Chinese artificial intelligence (AI) firm DeepSeek unveiled its latest open-source image generation model, Janus Pro 7B.
The release follows the company’s recent success with its fully open-source frontier foundation models, including the reasoning-focused DeepSeek-R1. DeepSeek asserts that Janus Pro 7B outperforms OpenAI’s DALL-E 3 across multiple benchmarks and is available under a permissive MIT licence for academic and commercial use.
Key Features of Janus Pro 7B
- Advanced Architecture:
- The Janus Pro 7B is the successor to the Janus and Janus Pro 1B models and features significant functional upgrades.
- It uses an autoregressive framework that unifies multimodal understanding and generation with improvements to the architecture and encoder.
- Efficient Processing:
- The model decouples visual encoding into separate pathways while utilizing a unified transformer architecture for processing.
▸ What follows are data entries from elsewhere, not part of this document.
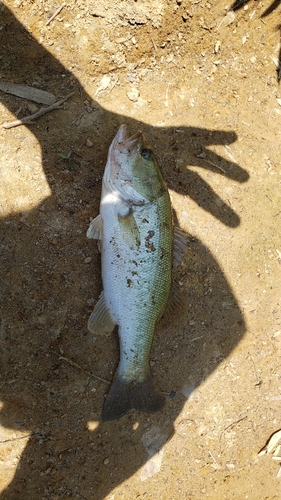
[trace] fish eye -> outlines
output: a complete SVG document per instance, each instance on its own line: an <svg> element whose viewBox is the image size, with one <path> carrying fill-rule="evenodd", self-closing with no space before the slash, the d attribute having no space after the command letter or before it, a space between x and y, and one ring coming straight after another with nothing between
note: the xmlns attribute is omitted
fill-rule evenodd
<svg viewBox="0 0 281 500"><path fill-rule="evenodd" d="M153 152L149 148L143 148L140 154L141 156L143 156L143 158L146 158L146 160L151 160L151 158L153 157Z"/></svg>

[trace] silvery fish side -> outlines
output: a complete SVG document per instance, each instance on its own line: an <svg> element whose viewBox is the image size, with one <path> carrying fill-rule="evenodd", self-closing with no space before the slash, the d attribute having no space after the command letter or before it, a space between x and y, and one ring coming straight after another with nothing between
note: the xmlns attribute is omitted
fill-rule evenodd
<svg viewBox="0 0 281 500"><path fill-rule="evenodd" d="M172 281L173 228L167 187L141 132L122 125L108 153L100 214L87 232L99 240L104 290L88 322L91 332L118 325L120 360L102 419L131 408L158 411L164 400L153 386L150 350Z"/></svg>

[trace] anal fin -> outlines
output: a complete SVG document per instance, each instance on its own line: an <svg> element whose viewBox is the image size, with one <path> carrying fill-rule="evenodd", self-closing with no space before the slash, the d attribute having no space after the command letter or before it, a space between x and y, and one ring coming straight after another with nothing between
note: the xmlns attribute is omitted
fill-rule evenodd
<svg viewBox="0 0 281 500"><path fill-rule="evenodd" d="M88 320L88 329L90 332L111 333L116 323L112 319L110 310L105 301L104 292L101 293L99 301Z"/></svg>

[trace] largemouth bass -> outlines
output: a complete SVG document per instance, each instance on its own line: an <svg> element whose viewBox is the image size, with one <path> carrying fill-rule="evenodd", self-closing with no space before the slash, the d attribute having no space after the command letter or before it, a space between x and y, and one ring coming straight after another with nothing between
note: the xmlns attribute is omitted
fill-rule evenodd
<svg viewBox="0 0 281 500"><path fill-rule="evenodd" d="M111 332L118 325L120 344L102 419L131 408L158 411L164 399L153 386L150 350L171 288L172 209L152 150L141 132L129 137L125 125L109 148L100 214L87 236L99 240L104 288L88 328Z"/></svg>

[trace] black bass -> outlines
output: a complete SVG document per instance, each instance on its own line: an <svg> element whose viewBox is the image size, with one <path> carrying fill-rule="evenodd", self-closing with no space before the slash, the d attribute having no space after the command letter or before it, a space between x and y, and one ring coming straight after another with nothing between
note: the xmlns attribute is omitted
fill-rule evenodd
<svg viewBox="0 0 281 500"><path fill-rule="evenodd" d="M150 350L172 282L172 208L143 134L129 137L125 125L109 148L100 214L87 236L99 240L104 288L88 328L119 329L120 361L102 419L114 420L131 408L158 411L164 398L153 387Z"/></svg>

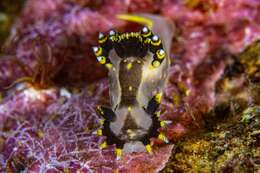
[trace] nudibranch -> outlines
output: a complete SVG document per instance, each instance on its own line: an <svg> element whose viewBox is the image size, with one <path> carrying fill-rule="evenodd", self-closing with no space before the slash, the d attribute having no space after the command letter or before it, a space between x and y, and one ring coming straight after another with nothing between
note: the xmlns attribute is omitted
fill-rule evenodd
<svg viewBox="0 0 260 173"><path fill-rule="evenodd" d="M172 24L163 17L138 14L119 18L146 26L139 32L99 33L99 45L93 47L97 60L109 70L111 101L111 107L97 108L103 121L96 134L106 136L101 148L116 145L118 157L145 150L152 153L151 138L168 142L159 132L167 122L159 120L158 107L167 79L173 35Z"/></svg>

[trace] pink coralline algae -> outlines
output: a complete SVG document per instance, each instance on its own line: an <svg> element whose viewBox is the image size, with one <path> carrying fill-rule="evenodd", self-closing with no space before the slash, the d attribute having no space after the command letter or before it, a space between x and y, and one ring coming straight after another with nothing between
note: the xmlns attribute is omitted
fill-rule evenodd
<svg viewBox="0 0 260 173"><path fill-rule="evenodd" d="M174 143L203 128L226 60L260 39L258 0L27 0L0 56L0 172L158 172L173 145L117 160L95 108L108 104L98 32L131 30L122 13L155 13L176 26L161 104ZM1 45L2 46L2 45Z"/></svg>

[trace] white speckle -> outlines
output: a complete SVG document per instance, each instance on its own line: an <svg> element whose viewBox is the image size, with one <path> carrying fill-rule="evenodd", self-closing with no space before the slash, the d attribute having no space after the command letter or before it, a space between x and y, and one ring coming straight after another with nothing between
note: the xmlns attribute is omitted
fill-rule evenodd
<svg viewBox="0 0 260 173"><path fill-rule="evenodd" d="M4 105L0 105L0 113L1 114L7 114L8 108Z"/></svg>
<svg viewBox="0 0 260 173"><path fill-rule="evenodd" d="M246 28L245 28L245 34L246 34L246 35L251 34L251 30L250 30L249 27L246 27Z"/></svg>
<svg viewBox="0 0 260 173"><path fill-rule="evenodd" d="M97 46L94 46L92 49L93 49L94 52L98 51L98 47Z"/></svg>
<svg viewBox="0 0 260 173"><path fill-rule="evenodd" d="M115 34L116 34L115 31L113 30L109 31L109 35L115 35Z"/></svg>
<svg viewBox="0 0 260 173"><path fill-rule="evenodd" d="M98 34L98 38L101 39L101 38L103 38L103 37L104 37L104 34L100 32L100 33Z"/></svg>
<svg viewBox="0 0 260 173"><path fill-rule="evenodd" d="M159 50L159 54L160 54L160 55L164 55L164 54L165 54L165 51L164 51L163 49L160 49L160 50Z"/></svg>
<svg viewBox="0 0 260 173"><path fill-rule="evenodd" d="M157 41L157 40L159 40L159 37L157 35L154 35L152 39L153 39L153 41Z"/></svg>
<svg viewBox="0 0 260 173"><path fill-rule="evenodd" d="M71 97L71 93L67 89L62 88L60 90L60 96L63 96L63 97L66 97L66 98L70 98Z"/></svg>
<svg viewBox="0 0 260 173"><path fill-rule="evenodd" d="M41 93L40 91L37 91L34 88L29 88L27 90L23 91L25 97L31 99L31 100L38 100L41 99Z"/></svg>
<svg viewBox="0 0 260 173"><path fill-rule="evenodd" d="M101 56L98 56L98 57L97 57L97 60L98 60L98 61L101 61L101 59L102 59Z"/></svg>
<svg viewBox="0 0 260 173"><path fill-rule="evenodd" d="M147 28L147 27L143 27L142 31L143 31L144 33L147 33L147 32L148 32L148 28Z"/></svg>

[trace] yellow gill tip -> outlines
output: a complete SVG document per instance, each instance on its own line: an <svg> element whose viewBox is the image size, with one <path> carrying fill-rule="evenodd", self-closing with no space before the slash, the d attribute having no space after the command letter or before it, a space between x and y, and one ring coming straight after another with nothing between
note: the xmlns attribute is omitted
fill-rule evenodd
<svg viewBox="0 0 260 173"><path fill-rule="evenodd" d="M98 136L102 136L102 134L103 134L103 133L102 133L102 129L98 129L98 130L97 130L97 135L98 135Z"/></svg>
<svg viewBox="0 0 260 173"><path fill-rule="evenodd" d="M153 153L152 146L150 144L146 145L145 148L146 148L147 153L149 153L149 154Z"/></svg>
<svg viewBox="0 0 260 173"><path fill-rule="evenodd" d="M101 149L104 149L106 147L107 147L107 142L106 141L104 141L102 144L100 144L100 148Z"/></svg>

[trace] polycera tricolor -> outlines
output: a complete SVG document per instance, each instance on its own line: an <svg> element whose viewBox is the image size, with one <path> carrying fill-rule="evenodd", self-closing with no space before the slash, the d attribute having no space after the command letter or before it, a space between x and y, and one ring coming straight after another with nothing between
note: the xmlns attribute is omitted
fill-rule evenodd
<svg viewBox="0 0 260 173"><path fill-rule="evenodd" d="M107 137L101 148L115 144L122 153L152 153L150 139L168 142L159 132L167 121L159 120L158 107L170 64L173 28L155 15L119 15L118 18L146 24L139 32L99 34L93 47L97 60L109 70L111 108L99 106L103 117L97 135Z"/></svg>

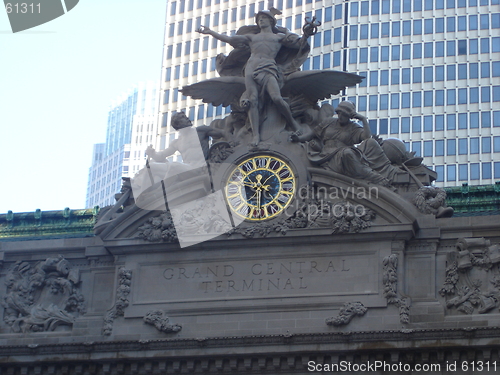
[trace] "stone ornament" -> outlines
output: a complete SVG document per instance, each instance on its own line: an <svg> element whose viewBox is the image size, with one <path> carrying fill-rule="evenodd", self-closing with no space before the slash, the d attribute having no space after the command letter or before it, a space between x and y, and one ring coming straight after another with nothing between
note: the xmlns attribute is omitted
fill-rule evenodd
<svg viewBox="0 0 500 375"><path fill-rule="evenodd" d="M421 213L437 218L453 215L453 209L446 207L446 191L436 186L421 186L415 193L413 204Z"/></svg>
<svg viewBox="0 0 500 375"><path fill-rule="evenodd" d="M448 309L485 314L499 306L500 245L485 238L461 238L448 253L446 280L439 291Z"/></svg>
<svg viewBox="0 0 500 375"><path fill-rule="evenodd" d="M34 266L16 262L5 283L4 321L13 332L54 331L86 312L79 271L61 255Z"/></svg>
<svg viewBox="0 0 500 375"><path fill-rule="evenodd" d="M225 206L218 204L219 198L212 195L192 202L185 209L163 211L141 225L137 236L149 242L177 242L178 236L224 234L233 227L227 213L221 211Z"/></svg>
<svg viewBox="0 0 500 375"><path fill-rule="evenodd" d="M169 324L169 319L166 316L166 313L161 310L149 311L144 316L143 320L144 323L151 324L160 332L179 332L182 329L182 326L180 326L179 324Z"/></svg>
<svg viewBox="0 0 500 375"><path fill-rule="evenodd" d="M355 316L363 316L368 309L361 302L346 302L340 309L339 315L326 319L329 326L342 326L349 324Z"/></svg>
<svg viewBox="0 0 500 375"><path fill-rule="evenodd" d="M104 318L102 334L109 336L113 332L113 322L119 316L125 315L125 309L129 305L128 295L130 294L130 285L132 284L132 271L126 268L120 268L118 271L118 288L116 289L116 302L108 310Z"/></svg>
<svg viewBox="0 0 500 375"><path fill-rule="evenodd" d="M391 254L385 257L383 264L384 297L387 304L399 307L399 321L403 324L410 323L410 300L398 294L398 256Z"/></svg>
<svg viewBox="0 0 500 375"><path fill-rule="evenodd" d="M138 228L138 237L149 242L177 242L177 232L170 211L149 218Z"/></svg>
- For multimodal understanding, it employs the SigLIP-L vision encoder, and for generation, it uses a tokenizer with a downsample rate of 16.
- Benchmark Performance:
- In internal testing, Janus Pro 7B scored 80% on GenEval and 84.2 on DPG-Bench, outperforming DALL-E 3 and Stable Diffusion models.
- Independent testing in the coming days will provide further insights into its capabilities.
Availability and Licensing
- Janus Pro 7B is available for download on GitHub and Hugging Face.
- It is released under an MIT license, allowing free use for both academic and commercial purposes.
- A demo of the model is also available, though DeepSeek has not yet announced an API for integration.
Perplexity, an AI platform, has announced support for DeepSeek-R1 alongside OpenAI’s o1 AI model in related news. Perplexity CEO Aravind Srinivas described DeepSeek-R1 as the “world’s most powerful reasoning model” and confirmed its availability to all users.